In “Baseball Miscellany: Everything You Always Wanted to Know About Baseball”, author Matthew Silverman attempts to answer all the questions that these serious fans are too embarrassed to ask, so they never have to. Fans, especially baseball fans, have a tendency to accept the way things are just because it is the way they have always been and trying to figure out what exactly a “sandlot” is wouldn’t seem as hip as just using it in a sentence.
Some of the questions Silverman looks to answer are not head scratchers, so don’t expect every page to help uncover a mystery about the game. For instance, almost all baseball fans know why the number 42 is retired for all teams. However, this garners a discussion of a certainly important subject, so the question does have its place.

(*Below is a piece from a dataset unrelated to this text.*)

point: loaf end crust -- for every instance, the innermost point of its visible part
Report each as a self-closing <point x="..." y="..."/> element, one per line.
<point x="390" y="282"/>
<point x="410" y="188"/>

Many of the questions Silverman asks, and then answers, are interesting and to most will be new facts such as, “Why does the visiting team always bat first?” and, “What is the most memorable promotion ever held?” These are not easy to find baseball facts that any old Joe could look up if the question popped into their head during the 3:00pm meeting and they have interesting answers, as one might think. Giving away these answers in the body of this review would not be fair to the author, but there is certainly something to be gained for reading this work.
However, there are parts of the book that seem like somewhat of a cop out. If the point of the book was to bring questions to light that would never have been asked, but needed to be answered, finding out why the spitball was illegal or how many times Ty Cobb stole home, probably doesn’t fall into that category. Basically, if the reader can easily Google the correct answer, it doesn’t have a place in a book of this caliber.
Other topics covered in the book that this reviewer found intriguing include:
“What is the loss column and why is it so important?”
“Why do some new stadiums have the same names as old ones?”
The book is a fast and easy read with many pictures to keep the reader’s eye and focus. In addition to answering the above questions, the author also includes other tidbits about the game in short sections included in each chapter. Two of these featured sections are Baseball Defined, which is a section focused on defining a baseball term, and Quotable, which shares a memorable quote from someone in the game.
This book would be a good coffee table addition and conversation piece during entertaining, whether the subjects are baseball fans or not. This would also be a great gift for a young baseball fan who is just starting to get immersed in the game they will eventually become obsessed with.
While readers should expect a respectable level of research within this work, they should not be prepared for a lengthy historical baseball perspective with endless facts and reasoning. The answers are simple, short and to the point, which is what makes this work effective.